The flames had licked dry timber with lusty, combustive lips before erupting into a burgeoning conflagration that gave Clinton no chance of escape. As the tendrils of the fire wrapped themselves around the buildings, the void within Mable swallowed the heat like a black hole consuming a galaxy.

Decades later, Jed’s conscience was still being scalded by the fire’s white embers. By Avery’s standards, he had been, if not a good man, at least one who intuited regret for his more monstrous actions. Mable had no such qualms. She knew better than to rake those embers, preferring the gelid detachment of pragmatism over the heat of guilt.

When Jed had let a few loose words find the ears of Clarke, Mable had encouraged Jed to be careful. Pouring the boiling kettle over his legs as he slept that night had been her way of reminding him not to play with fire. The idea had crawled into her mind from within the fetid cave of her malevolent soul. She did not question it. She did not understand its siren-like call, or want to see the creatures who sang to her. Best not to look into that abyss, there might be things down there even she would fear.
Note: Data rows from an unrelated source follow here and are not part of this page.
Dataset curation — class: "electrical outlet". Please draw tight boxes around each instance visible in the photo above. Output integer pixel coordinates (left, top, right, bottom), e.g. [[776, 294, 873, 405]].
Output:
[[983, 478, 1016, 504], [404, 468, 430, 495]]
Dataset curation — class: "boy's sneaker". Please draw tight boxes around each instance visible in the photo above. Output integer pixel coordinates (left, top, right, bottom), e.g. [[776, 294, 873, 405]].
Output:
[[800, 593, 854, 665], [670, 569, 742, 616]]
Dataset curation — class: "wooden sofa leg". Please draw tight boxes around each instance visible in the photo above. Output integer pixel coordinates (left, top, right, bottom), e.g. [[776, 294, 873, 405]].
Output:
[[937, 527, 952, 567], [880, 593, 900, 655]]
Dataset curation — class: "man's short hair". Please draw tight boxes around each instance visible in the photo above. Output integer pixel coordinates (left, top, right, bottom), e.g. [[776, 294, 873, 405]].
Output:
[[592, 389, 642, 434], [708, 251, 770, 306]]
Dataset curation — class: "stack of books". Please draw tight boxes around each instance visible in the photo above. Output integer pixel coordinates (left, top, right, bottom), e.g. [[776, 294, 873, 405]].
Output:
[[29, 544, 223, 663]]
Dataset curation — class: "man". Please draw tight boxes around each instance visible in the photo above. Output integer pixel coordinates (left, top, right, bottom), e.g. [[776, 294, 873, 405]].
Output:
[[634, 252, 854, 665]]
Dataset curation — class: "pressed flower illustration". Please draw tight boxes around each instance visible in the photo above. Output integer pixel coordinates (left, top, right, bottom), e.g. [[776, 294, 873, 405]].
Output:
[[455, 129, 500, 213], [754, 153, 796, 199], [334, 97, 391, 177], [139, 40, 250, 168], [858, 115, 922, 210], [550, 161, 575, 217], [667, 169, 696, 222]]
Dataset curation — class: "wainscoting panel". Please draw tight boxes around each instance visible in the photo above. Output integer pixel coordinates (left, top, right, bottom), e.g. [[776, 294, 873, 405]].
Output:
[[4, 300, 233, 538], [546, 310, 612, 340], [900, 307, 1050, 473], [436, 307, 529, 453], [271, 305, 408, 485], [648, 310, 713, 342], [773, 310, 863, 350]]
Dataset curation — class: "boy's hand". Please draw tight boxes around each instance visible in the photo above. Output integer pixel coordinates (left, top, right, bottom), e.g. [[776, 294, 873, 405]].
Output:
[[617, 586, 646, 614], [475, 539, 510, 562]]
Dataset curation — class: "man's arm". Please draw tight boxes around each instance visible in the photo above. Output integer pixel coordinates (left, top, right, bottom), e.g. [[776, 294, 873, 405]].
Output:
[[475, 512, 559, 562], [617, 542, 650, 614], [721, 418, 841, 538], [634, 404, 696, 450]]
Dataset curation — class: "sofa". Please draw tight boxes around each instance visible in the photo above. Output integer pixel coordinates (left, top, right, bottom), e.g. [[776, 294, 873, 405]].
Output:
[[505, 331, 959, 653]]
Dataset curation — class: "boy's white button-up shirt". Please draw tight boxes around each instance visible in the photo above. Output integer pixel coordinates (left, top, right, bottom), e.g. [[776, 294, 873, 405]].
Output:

Jed’s accident had cauterised Clarke’s curiosity, for with no facts to go on the fire of his suspicions, he’d let that hearth go cold. Mable kept a poker close by, but never used it, so she and Jed were in the clear. Burying Jed three summers ago had saddened Mable. She did not miss the man, she missed sharing her secrets.

Three years later, Mable had sold her rights to the bar business and bought a shack in which to die. She haunted the dwelling as though a timber mausoleum, knowing what she was…a living corpse. As she rocked herself to sleep, the warm desert air deprived of the furnace heating it, became as cold as the icy fingers of death. Mable had known herself alright, and she’d always feared what she did not know …the true depths of her sinning soul. That fear had forbidden introspection.

She too would deliquesce in Avery’s sordid soil, replenishing it with knowing ignorance. In Avery, it’s never wise to look into the abyss…that was a mirror no more useful than a good conscience, or guilt-saturated regret. Lovecraft might have liked Mable, perhaps even smiled at the Latin joke her name played. As for Aristotle, he’d have shunned her iniquitous virtues like Diogenes avoiding an unwanted shadow. As for the sun, well it never got personal and would never care.